As we approach tax season, the Internal Revenue Service (IRS) has been releasing final clarifications for last year’s major tax overhaul, the Tax Cuts and Jobs Act, which left many questions unanswered, especially for real estate professionals.
Now, the industry has secured another win with the help of the National Association of REALTORS® (NAR), as the Internal Revenue Service (IRS) and Treasury announced final regulations concerning the Qualified Business Income deduction.
The initial overhaul brought the corporate tax rate down from 35 percent to 21 percent but was vague in how business structures played a role in the deduction, and how the IRS categorized real estate professionals. Here are the three major clarifications set to impact real estate professionals:
Business Structure: Any real estate agent or broker who operates as a sole proprietor or owner of a partnership, S corporation or LLC—and is not recognized as an employee—is eligible for a deduction of up to 20 percent, even if their income exceeds the $157,500 threshold for single filers or the $315,000 ceiling for joint filers.

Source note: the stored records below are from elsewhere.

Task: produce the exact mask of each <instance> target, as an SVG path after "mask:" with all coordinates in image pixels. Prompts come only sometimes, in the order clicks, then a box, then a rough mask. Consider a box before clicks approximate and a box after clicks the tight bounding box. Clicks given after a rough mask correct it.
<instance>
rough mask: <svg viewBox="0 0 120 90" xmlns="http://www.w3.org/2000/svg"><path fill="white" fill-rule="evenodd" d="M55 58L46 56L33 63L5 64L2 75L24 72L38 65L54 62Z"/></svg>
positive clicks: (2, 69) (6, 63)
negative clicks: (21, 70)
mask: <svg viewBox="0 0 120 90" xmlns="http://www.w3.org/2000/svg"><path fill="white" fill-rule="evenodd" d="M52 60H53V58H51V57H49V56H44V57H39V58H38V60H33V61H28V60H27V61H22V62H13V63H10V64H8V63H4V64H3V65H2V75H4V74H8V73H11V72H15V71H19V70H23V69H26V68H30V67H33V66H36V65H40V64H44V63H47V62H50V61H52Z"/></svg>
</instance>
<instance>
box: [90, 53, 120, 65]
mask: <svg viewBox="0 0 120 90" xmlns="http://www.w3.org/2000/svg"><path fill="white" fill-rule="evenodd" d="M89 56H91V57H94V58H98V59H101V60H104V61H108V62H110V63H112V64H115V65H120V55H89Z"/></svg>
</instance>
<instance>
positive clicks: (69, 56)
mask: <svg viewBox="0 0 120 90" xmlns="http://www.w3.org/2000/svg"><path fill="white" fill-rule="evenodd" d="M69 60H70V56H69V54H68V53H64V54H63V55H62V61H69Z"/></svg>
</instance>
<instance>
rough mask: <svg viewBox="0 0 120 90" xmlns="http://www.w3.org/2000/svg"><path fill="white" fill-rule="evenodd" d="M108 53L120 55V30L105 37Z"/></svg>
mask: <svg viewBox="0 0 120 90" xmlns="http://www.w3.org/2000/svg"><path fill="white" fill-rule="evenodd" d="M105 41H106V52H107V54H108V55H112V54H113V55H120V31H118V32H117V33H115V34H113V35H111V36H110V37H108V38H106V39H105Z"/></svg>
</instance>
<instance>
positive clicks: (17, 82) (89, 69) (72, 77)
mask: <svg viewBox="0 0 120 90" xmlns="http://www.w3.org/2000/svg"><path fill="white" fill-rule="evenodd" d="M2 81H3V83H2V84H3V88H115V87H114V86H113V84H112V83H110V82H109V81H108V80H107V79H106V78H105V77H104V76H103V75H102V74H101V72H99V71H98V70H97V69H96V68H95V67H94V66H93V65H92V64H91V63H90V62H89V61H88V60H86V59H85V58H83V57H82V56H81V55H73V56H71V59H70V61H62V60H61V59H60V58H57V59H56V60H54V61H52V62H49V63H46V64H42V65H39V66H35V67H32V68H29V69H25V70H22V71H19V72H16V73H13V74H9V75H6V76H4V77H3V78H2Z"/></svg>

Property Categorization: The IRS clarified how rental properties are categorized as either trade or business, simplifying the process for rental real estate property owners who wish to claim the deduction. A bright-line safe harbor test is included in the new regulation, requiring that at least 250 hours are spent each year on maintaining and fixing property, collecting rent and paying expenses, and performing landlord-specific activities.
Like-Kind Exchanges: The IRS and Treasury reversed a policy that previously denied deduction eligibility to those who exchanged one real estate parcel for another under Section 1031.
“[This] ruling is a result of several months of advocacy and collaboration between NAR, our members and the administration,” said NAR President John Smaby in a statement. “These final guidelines will allow real estate professionals to benefit from the Section 199A 20 percent pass-through deduction, a move that will empower REALTORS® to expand their operations and provide improved services to consumers and potential homebuyers across the country. The National Association of REALTORS® is grateful for the openness and transparency encouraged by Treasury and the IRS, and we thank them for their hard work to ensure the real estate community was heard throughout this rulemaking process.”
“NAR maintained consistent and coordinated communication with Treasury and the IRS throughout this rulemaking process,” said Shannon McGahn, senior vice president of Government Affairs at NAR. “The finalized ruling, which represents a tremendous win for real estate professionals across the country, is a direct result of that engagement. We are thrilled to see our members emerge from this process so favorably, and we thank Treasury and the IRS for all of their hard work in ensuring consistency and clarity within these policies as America’s 1.3 million REALTORS® begin filing their 2018 tax returns in the coming weeks.”